How can we visualize that $2^n$ gives the number of ways binary digits of length n?

Question

Like if we have to find the number of ways can be represented in bits up to 4 places. We use $2^4$, but why do we use this method?

Answer 1

A bit has values $1$ or $0$, so $2$ values. You can prove by induction. Suppose that you have $k$ bits and you have $2^k$ ways and you add one more bit. Then you will have that initial $2^k$ ways for every value of the new bit, so $2*2^k=2^{k+1}$

Answer 2

Hint:

Note that in a binary sequence of length $n$ because it is binary we have the option of choosing either a $0$ or a $1$ to fit each of those $n$ places.

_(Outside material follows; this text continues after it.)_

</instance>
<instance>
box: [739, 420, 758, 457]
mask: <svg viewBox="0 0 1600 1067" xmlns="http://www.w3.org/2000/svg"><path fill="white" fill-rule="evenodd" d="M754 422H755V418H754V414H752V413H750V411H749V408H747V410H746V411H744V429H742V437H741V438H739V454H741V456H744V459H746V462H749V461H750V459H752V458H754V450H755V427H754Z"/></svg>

What are the number of sequences, then?

Answer 3

The literal meaning of the positional numeral system is that digit in the $n$th place (counting from zero) represents $r^n$, where $r$ is the radix or base. For example, in decimal, $1000 = 10^3$ because there are $3$ zeros. There are one thousand numbers below $1000$, counting zero.

Similarly in binary, there are $2^n$ numbers representable with $n$ bits.

Answer 4

Because for each bit you have 2 different simbols.

Then if $n$ denotes the number of bits, this means that we have to make a choice between $1$ or $0$ for $n$ times is: $$\underbrace{2\cdot2\cdot2\cdot\dots\cdot2}_{n\text{-times}}=2^n$$ This happens because every choice is independent from the others.

If you want you can prove it easily by induction.

Answer 5

To visualize the method, I would use a binary tree : for each digit you have two choices $0$ and $1$ or left and right in the tree. At the end you have $2^n$ possible ways to get to the last line of the tree.